Regrettably, electoral violence has remained a sore point in this election. Electoral violence was reported in Dekina LGA, specifically in Agala Ogane PU, Anyigba town, a thug was reportedly shot and killed by military officials while fleeing in an attempt to snatch a ballot box. There was a similar attempt in Ganaja PU, Ajaokuta LGA where the LGA chair was apprehended by voters.
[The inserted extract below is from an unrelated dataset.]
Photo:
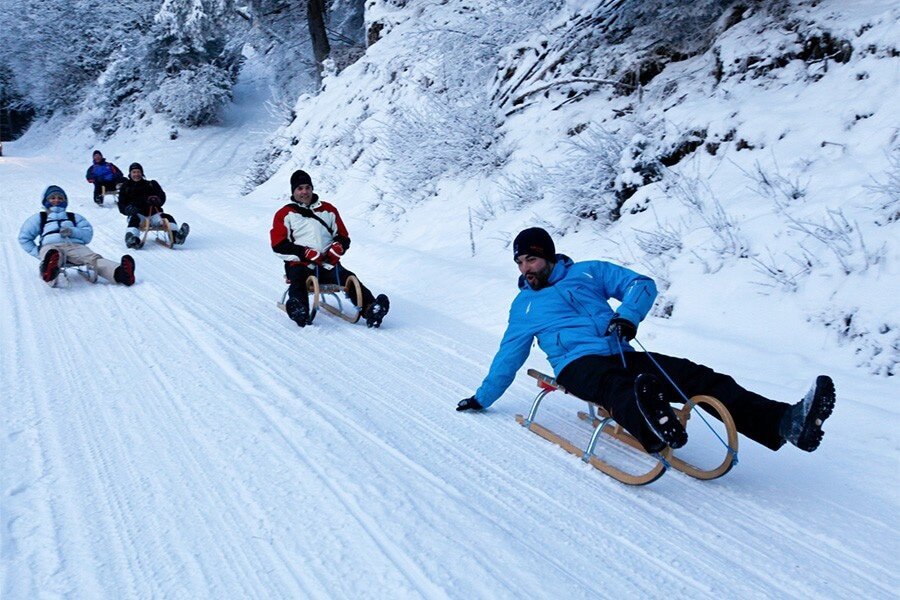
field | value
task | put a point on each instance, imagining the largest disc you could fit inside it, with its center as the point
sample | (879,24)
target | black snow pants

In Yenagoa LGA, observers reported that one person was shot at Famgbe community and, in PU 24 Ward, voting ended abruptly when thugs destroyed election materials at about 11:45am. We note that in these area polling units, there was little to no presence of security officials. Similar instances were reported in Brass PU 7 Ward 7, observers reported that there were no security agents as late as 10:19am, despite voting having started. Similarly, in PU 9 Ward 4, security officials only arrived at 11:10 am.
An incident was reported in Imo, PU1, Aladinma Ward, Owerri Municipal LGA; where a former House of Representatives member was reportedly making trouble in the area, leading to arguments with other party agents.
Days to the election, it was consistently claimed that the SDP candidate in Kogi, Murtala Ajaka, stepped down from the race and on the morning of the election, a false message was circulated that Ajaka was disqualified because of his running mate’s certificate controversy. There was a similar situation in Imo, where a video was circulated that purportedly showed the PDP’s candidate, Sam Anyanwu, had stepped down and endorsed the incumbent governor of the APC. This video was similarly debunked but not before it had been widely reported on social media and on news platforms.
Our observers reported wide use of BVAS, and a quick resolution time when there were issues, however, there were pockets of irregularities in the three states. Notably, in Kabawa PU, Lokoja LGA, the BVAS machine was not working and electoral officers resorted to the use of Voter Identification Number (VIN) to accredit voters. Similarly, the BVAS machine was reportedly unable to display accredited voter information in PU 047, Adankolo Open Space Ward, Lokoja LGA.
We will continue to pay close attention to the electoral process as they unfold. Ahead of our press conference on Monday, we will issue our post-election report and take a look at the collation and result declaration process.